I am currently a senior in this school. Yes most of the kids are nice but it is really the teachers and administration that is the problem in this school. There is extremely bad communication between administrators. It is easy to feel as though you have no voice in the school because no teachers or administrators listen to the students unless a parent calls. The teachers aren't good. I feel that my level in writing has gone down since I have been in this school. The teachers also do not care about the students. I have asked for extra credit before and the teachers don't allow it. They have favorites and if the teachers don't like you they make it obvious and will try to fail you which is very unproffessional. There's not many clubs, they aren't helpful with the college process, and the guidance couselor is a joke.

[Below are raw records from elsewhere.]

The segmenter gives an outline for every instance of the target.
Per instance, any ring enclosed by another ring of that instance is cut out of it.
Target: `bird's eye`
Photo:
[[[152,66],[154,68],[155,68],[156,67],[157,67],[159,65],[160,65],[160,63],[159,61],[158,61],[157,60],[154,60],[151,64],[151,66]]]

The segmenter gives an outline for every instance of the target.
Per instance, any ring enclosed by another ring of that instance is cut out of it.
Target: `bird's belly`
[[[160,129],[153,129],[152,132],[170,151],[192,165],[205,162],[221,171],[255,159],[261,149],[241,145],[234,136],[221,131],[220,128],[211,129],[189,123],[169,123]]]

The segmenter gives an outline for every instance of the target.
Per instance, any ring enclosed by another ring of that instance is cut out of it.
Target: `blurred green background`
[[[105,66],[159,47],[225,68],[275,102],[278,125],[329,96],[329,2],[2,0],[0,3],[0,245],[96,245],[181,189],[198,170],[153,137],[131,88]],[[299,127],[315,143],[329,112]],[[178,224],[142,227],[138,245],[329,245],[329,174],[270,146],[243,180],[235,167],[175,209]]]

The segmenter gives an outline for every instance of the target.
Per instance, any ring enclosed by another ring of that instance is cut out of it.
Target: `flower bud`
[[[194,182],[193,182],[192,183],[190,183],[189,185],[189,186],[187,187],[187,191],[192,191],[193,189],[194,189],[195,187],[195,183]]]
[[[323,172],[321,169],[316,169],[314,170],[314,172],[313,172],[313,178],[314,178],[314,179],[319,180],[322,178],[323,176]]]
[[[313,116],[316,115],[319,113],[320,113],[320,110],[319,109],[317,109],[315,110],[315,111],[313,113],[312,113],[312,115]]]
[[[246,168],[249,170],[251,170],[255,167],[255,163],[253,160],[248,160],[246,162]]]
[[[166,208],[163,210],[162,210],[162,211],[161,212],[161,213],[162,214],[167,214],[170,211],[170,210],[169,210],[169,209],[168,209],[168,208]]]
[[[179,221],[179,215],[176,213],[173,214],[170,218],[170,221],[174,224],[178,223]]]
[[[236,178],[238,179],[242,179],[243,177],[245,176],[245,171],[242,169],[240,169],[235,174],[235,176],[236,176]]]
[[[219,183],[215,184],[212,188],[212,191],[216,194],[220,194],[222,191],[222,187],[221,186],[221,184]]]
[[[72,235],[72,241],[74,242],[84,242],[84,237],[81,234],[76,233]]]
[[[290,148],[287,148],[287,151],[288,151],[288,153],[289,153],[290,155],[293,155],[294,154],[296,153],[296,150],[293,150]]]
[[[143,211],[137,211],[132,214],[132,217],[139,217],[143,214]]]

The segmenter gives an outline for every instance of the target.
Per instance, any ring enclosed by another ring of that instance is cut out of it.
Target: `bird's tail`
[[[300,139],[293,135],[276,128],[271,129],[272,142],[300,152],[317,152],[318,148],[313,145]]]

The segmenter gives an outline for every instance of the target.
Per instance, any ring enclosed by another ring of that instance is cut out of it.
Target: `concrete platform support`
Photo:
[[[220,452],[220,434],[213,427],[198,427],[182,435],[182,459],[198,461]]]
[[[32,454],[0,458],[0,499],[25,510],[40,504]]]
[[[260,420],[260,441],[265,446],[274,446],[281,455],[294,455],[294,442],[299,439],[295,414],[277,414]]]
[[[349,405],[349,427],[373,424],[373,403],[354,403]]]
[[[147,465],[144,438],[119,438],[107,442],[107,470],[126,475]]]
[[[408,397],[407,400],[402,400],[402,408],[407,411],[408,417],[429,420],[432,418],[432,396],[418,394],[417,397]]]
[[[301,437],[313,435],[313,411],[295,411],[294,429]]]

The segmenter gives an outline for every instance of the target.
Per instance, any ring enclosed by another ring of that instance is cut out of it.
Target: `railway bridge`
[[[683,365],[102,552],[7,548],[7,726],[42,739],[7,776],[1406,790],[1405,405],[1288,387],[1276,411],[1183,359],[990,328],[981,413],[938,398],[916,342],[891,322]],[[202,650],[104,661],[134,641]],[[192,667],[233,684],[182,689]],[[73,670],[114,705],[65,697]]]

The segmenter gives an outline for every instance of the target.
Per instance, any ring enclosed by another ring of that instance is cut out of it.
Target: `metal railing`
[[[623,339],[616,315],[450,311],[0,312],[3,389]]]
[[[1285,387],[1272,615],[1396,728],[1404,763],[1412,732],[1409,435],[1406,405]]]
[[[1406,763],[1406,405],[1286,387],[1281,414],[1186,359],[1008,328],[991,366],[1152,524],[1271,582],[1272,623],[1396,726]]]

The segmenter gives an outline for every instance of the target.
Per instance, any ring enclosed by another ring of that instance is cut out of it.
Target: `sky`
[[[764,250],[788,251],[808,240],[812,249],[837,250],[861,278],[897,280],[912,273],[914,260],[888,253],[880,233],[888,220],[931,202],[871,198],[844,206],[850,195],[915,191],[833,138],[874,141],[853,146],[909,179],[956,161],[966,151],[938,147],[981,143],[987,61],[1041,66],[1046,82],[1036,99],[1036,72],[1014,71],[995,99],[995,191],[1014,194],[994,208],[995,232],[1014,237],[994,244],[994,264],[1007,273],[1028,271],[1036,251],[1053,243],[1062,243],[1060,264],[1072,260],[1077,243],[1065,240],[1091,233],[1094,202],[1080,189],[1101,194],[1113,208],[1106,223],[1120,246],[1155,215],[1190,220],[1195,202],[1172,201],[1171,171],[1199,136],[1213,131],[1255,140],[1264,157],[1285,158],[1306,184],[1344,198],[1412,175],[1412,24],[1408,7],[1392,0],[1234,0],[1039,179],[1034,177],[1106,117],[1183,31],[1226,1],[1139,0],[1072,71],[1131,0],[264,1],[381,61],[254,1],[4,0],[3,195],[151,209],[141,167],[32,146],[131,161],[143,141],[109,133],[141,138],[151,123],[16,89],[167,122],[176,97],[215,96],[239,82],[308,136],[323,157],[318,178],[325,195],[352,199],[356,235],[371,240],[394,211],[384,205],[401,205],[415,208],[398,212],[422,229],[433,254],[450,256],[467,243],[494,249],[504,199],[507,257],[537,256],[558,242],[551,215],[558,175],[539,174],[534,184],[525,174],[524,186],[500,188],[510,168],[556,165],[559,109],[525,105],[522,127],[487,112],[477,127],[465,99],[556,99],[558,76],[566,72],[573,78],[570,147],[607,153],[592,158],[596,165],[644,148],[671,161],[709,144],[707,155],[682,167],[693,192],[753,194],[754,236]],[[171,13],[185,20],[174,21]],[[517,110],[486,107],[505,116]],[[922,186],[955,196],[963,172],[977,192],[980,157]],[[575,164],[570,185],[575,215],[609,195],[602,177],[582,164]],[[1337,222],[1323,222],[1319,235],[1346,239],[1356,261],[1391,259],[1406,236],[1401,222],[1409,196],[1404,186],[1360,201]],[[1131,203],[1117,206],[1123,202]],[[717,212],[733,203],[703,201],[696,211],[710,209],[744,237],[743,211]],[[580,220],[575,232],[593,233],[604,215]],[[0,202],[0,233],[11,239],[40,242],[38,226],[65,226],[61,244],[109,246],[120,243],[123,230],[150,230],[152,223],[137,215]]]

I have a freshman drama major, and so far, so good. The students are very artsy and friendly and supportive of each other. No HS will be free of friend "drama". The academics are good; there are no honors classes (but a few AP options) but this is NOT an academically focused school. Grades are not handed out; they have to work for them from what I can see. Some of the classes give out very creative assignments, taking advantage of the kids' talents. I have met all of her teachers, so far I don't see any major issues. PupilPath is great; you can see grades and missing assignments. The Parent Coordinator provides TONS of information on a daily basis. Regarding the drama program, it is intense, disciplined, and not just about 'putting on plays'. They do a lot of prep work in freshman year that some may feel has nothing to do with theatre. Also, not everyone gets 90's (there is a play writing course in Freshman year too, not an easy A either). It may not be for everyone; if your child just wants to be in school plays, they can do that in a regular HS. So far my child loves it, and appreciates the work that needs to be done before they feel you are ready to perform.